是否存在"矩阵样式的模式"比较呢?

时间:2015-01-06 19:15:54

标签: javascript algorithm

是否存在以下决策方式的规范算法或模式:您有n个资源(现在说两个资源,资源1和资源2)。考虑伪代码:

Request for X units, requiring resources 1 and 2 {
If (enough of resource 1)
   if (enough of resource 2)
      fulfill request for X units. 
   else (not enough of resource 2)
      partially fulfill, to max of resource 2
else (not enough of resource 1)
   if (there is enough of resource 2)
      partially fulfill, to max of resource 1. 
   else (not enough of resource 2)
      partially fulfill, to max of resource 2
}

n>事情很快失控了2,并且有很多重复的代码。有没有更有效的方法来实现这个算法?

如果重要的话,我正在用Javascript编程解决这个问题。

2 个答案:

答案 0 :(得分:1)

我会循环遍历每个资源,每次计算我可以构建多少产品,假设所有其他资源都有足够的可用量,并将生产限制在最低预计金额。这基本上是资源上的 fold reduce method支持。

答案 1 :(得分:1)

嗯,这是一个示例,您可以设置任意数量的资源,将它们与密钥相关联,并设置所需的单位数量和每种资源的成本。

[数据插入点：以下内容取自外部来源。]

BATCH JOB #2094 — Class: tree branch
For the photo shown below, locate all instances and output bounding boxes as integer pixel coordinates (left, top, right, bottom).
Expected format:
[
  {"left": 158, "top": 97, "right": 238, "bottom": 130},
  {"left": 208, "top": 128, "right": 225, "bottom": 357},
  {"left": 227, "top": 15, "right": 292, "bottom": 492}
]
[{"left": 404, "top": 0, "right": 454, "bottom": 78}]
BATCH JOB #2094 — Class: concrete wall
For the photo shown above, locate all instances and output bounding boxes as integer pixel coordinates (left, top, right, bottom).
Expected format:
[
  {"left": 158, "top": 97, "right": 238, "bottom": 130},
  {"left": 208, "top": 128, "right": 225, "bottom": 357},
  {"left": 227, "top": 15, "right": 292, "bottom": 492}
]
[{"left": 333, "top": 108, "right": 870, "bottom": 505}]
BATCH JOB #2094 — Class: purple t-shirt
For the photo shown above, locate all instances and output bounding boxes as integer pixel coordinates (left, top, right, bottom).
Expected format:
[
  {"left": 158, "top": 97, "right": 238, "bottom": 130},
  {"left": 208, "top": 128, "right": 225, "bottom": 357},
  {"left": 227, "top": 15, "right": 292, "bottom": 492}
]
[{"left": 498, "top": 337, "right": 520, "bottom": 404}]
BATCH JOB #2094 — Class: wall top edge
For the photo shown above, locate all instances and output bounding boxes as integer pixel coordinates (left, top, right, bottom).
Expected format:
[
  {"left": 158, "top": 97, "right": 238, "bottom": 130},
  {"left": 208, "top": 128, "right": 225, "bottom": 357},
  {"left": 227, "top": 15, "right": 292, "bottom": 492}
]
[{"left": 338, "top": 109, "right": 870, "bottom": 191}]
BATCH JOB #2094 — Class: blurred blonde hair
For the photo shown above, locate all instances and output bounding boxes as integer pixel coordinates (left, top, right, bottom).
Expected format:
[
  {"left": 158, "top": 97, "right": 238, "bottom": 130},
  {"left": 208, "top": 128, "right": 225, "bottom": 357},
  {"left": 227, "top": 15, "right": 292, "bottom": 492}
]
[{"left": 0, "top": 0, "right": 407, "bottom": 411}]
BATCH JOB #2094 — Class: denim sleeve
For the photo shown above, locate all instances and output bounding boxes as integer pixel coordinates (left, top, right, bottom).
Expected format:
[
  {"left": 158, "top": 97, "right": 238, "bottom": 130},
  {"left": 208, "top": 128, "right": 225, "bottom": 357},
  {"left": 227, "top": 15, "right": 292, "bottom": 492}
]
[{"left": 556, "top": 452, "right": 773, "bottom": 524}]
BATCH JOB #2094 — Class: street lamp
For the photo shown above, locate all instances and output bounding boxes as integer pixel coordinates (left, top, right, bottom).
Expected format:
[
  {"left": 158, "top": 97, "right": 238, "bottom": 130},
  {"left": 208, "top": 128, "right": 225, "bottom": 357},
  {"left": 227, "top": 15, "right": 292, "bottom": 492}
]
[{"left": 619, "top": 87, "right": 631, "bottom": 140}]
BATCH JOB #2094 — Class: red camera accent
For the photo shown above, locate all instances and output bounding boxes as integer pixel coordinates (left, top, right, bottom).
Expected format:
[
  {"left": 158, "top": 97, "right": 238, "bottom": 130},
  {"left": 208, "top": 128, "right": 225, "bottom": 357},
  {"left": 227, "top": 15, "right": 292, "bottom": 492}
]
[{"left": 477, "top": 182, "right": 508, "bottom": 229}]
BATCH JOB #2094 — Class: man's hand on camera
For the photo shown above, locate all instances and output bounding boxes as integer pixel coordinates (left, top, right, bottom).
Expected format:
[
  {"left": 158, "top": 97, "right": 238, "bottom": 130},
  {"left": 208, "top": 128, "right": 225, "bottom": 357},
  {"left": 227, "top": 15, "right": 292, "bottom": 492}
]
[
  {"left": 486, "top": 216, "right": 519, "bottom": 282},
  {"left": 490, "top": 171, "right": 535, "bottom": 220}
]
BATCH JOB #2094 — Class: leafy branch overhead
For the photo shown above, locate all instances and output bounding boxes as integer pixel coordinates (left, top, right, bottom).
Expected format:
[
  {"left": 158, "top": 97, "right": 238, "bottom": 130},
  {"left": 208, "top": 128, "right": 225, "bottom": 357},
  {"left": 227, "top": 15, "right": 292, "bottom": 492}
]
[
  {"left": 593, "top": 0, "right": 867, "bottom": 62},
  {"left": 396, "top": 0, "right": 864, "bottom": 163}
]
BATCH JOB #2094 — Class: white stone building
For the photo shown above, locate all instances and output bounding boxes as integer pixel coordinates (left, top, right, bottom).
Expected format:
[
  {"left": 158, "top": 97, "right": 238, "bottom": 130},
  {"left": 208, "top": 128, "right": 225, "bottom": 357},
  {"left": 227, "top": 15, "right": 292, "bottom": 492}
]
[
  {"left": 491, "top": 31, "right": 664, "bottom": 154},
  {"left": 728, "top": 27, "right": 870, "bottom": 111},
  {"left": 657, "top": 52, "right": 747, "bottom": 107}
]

有2个函数,一个使用您拥有的资源获得最大单位,另一个使用这些资源:

function Request(qty){
    this.quantity = qty; // quantity of units to make
    this.required = {}; // required resources
    var request = this;

    this.checkAvailability = function(resources){
        var available = request.quantity;
        var spent = {};
        var left = {};
        for(var key in request.required){ // for each required resource
            var max = Math.min(request.quantity, Math.floor(resources[key].quantity/request.required[key])) // set max as wanted quantity or available quantity if it is less than wanted
            available = Math.min(max, available) // update max of units you can make 
        }
        return available
    }

    this.spendResources = function(resources, qty){ // spend required resources
        for(var key in request.required){
            resources[key].quantity -= request.required[key]*qty;
        }
    }

}

function Resource(qty){
    this.quantity = qty;
}

var available = {
    1: new Resource(200),
    2: new Resource(140)
}

var request = new Request(7)
request.required = {1: 40, 2: 30}
var availableQty = request.checkAvailability(available)
request.spendResources(available, availableQty)
console.log(availableQty, available)

工作Jsfiddle:http://jsfiddle.net/fk6coz8a/